Saturday, July 19, 2008

Planetary LOD

I have been spending the last week writing my own implementation of an LOD system for a planet. It is inspired by Spherical Clipmaps, but it is not an actual implementation of them.

As I said, I began writing it last week (exactly a week ago today) and I finally have it all up and running (using real-time 3D Perlin Noise in the Vertex Shader and texture blending, no less!). Unfortunately, I have it running too smoothly, if you can believe that. I have the vertices being updated and centered under the camera every frame. This leads to the terrain looking similar to flowing water as you fly around the planet. As long as the camera is stationary, everything looks great. You can spin the camera around and look at all of the terrain around you. As soon as you start moving though, the "water" effect is very apparent.

I first tried to fix it by having the terrain position updated only once a second, but that looked terrible. So, I ended up saving the old camera position and then calculating the angle between the current camera position and the old position each frame.
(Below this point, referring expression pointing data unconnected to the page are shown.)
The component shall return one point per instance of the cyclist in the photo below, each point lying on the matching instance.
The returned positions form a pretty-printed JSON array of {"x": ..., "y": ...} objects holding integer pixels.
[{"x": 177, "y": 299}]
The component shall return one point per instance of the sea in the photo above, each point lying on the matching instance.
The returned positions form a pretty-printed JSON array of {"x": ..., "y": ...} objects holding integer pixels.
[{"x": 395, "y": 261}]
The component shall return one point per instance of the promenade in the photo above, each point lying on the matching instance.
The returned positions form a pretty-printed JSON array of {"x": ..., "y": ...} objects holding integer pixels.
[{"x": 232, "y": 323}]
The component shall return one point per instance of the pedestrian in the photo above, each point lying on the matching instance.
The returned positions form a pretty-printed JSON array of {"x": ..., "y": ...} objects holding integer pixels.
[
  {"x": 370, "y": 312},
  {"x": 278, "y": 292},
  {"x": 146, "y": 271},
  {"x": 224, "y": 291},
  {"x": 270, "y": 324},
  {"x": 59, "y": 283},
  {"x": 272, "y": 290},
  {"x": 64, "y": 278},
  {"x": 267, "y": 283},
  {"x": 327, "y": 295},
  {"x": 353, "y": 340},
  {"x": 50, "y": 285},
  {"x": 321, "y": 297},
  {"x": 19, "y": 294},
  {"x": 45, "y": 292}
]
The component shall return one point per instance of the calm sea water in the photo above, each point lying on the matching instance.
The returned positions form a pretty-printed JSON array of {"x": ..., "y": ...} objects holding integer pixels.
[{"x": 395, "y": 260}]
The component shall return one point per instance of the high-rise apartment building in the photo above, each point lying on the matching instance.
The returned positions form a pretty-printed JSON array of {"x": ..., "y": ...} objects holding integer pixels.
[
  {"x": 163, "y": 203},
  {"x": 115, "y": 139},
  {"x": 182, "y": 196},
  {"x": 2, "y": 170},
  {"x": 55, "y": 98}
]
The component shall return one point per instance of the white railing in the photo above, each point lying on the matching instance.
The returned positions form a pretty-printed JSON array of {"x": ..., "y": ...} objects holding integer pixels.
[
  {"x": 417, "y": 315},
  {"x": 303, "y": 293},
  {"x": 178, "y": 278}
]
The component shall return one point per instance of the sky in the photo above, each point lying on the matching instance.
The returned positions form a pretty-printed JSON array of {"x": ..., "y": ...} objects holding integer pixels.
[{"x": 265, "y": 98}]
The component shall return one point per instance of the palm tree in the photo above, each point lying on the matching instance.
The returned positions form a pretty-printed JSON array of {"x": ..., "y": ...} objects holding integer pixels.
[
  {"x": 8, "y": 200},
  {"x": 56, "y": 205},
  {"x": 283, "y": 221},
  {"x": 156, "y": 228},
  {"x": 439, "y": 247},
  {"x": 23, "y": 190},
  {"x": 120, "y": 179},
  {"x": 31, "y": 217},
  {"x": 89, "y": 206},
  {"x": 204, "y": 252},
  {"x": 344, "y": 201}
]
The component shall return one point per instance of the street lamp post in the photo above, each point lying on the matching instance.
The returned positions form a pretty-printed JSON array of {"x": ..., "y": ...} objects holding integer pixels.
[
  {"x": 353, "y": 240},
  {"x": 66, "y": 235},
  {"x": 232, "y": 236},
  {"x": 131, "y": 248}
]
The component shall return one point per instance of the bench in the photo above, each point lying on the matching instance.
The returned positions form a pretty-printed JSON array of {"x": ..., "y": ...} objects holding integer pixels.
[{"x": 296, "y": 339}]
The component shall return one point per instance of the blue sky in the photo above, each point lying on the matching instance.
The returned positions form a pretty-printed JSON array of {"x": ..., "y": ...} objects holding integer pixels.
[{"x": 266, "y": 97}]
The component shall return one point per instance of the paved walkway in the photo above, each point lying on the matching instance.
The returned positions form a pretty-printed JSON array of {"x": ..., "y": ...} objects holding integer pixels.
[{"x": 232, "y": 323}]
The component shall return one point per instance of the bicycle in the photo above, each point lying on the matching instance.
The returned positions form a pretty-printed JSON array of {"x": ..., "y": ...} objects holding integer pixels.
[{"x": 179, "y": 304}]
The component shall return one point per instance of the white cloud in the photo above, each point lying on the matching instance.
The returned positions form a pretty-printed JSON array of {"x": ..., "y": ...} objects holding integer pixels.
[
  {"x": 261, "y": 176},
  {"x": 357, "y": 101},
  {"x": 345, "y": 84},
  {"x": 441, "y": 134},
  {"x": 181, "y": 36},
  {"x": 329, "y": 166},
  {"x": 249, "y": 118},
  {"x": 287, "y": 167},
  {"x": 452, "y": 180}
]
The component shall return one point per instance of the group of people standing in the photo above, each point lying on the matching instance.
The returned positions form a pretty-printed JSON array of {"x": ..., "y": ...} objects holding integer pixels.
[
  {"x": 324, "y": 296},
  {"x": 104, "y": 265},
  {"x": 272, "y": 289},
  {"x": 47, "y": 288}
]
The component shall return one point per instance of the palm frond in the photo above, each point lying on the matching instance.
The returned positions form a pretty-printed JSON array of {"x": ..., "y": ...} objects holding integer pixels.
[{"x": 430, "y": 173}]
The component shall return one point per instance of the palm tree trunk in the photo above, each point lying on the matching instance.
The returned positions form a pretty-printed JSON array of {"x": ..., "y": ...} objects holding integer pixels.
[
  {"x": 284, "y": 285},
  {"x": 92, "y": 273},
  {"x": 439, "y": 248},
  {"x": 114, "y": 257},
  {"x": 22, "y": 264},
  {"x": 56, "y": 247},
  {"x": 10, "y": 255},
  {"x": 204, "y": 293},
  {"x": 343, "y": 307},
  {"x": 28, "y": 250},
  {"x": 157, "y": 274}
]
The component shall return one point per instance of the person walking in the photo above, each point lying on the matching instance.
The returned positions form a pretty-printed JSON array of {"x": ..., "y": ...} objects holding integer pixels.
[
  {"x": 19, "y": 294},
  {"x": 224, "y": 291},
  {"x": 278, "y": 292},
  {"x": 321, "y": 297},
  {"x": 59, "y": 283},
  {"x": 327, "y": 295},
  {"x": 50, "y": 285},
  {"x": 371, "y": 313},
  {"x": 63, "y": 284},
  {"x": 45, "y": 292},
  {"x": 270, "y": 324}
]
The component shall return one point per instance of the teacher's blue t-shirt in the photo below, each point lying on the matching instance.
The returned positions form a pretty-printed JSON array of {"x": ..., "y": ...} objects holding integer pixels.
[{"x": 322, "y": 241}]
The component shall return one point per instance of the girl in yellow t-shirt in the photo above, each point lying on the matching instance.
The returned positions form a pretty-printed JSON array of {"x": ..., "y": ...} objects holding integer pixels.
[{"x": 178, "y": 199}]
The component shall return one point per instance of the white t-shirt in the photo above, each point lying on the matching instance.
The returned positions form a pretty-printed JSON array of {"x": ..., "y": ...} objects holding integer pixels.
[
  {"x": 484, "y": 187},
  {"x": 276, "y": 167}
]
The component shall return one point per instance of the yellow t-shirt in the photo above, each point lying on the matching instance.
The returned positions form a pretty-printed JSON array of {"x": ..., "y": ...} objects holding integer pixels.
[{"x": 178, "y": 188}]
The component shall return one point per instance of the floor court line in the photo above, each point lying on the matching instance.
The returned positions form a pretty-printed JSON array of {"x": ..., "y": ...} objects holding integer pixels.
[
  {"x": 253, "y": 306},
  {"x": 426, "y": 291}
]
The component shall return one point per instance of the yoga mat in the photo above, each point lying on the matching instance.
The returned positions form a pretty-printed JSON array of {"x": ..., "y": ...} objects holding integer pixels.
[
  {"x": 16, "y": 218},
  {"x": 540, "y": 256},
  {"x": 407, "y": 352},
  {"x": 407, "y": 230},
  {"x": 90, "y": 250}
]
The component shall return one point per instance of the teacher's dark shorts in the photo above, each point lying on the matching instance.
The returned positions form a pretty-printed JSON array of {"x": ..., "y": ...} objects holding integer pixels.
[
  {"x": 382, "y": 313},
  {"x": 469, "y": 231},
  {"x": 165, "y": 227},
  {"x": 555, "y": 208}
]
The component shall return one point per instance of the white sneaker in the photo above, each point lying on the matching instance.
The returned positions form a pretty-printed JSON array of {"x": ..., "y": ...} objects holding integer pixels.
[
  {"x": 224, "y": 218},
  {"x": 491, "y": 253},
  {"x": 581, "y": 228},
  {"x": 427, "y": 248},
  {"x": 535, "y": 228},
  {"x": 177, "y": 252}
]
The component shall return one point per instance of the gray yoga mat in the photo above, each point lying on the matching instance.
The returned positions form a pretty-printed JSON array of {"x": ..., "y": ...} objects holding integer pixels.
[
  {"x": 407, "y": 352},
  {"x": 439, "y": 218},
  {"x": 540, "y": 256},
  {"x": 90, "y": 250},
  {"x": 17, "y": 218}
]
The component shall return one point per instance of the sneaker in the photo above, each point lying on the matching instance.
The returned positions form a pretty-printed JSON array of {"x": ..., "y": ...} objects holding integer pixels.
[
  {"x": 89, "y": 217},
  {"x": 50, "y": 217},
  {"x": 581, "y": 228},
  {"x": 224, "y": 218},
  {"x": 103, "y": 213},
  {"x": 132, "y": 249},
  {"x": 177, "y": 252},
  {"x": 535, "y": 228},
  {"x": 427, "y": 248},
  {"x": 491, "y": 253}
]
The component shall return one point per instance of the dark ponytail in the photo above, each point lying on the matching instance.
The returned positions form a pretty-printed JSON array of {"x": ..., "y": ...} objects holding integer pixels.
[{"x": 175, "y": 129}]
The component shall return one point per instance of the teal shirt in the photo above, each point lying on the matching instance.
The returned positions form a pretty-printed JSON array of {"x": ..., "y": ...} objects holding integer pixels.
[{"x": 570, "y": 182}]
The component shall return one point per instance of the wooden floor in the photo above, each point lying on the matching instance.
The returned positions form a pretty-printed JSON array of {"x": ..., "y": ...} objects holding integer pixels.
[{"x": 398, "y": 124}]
If the angle becomes greater than a threshold (I used something like Pi/64, yes that's sixty-four!) then I update the terrain position. This looks alot better than the time-based updating and it removes the "water" effect. Unfortunately, it also makes the terrain very "poppy". For example, if you see a mountain in the distance and you start to fly toward it, you would suddenly see more detail "pop" in as you got closer.

I think what I have now is pretty decent, but I want to have very smooth terrain, with no popping and no water effect. So, I'm kind of back to the drawing board trying to think of a system that fixes both of those problems. Not everything I have now is throw-away code though. I think I should be able to carry over alot from this project to the updated LOD system.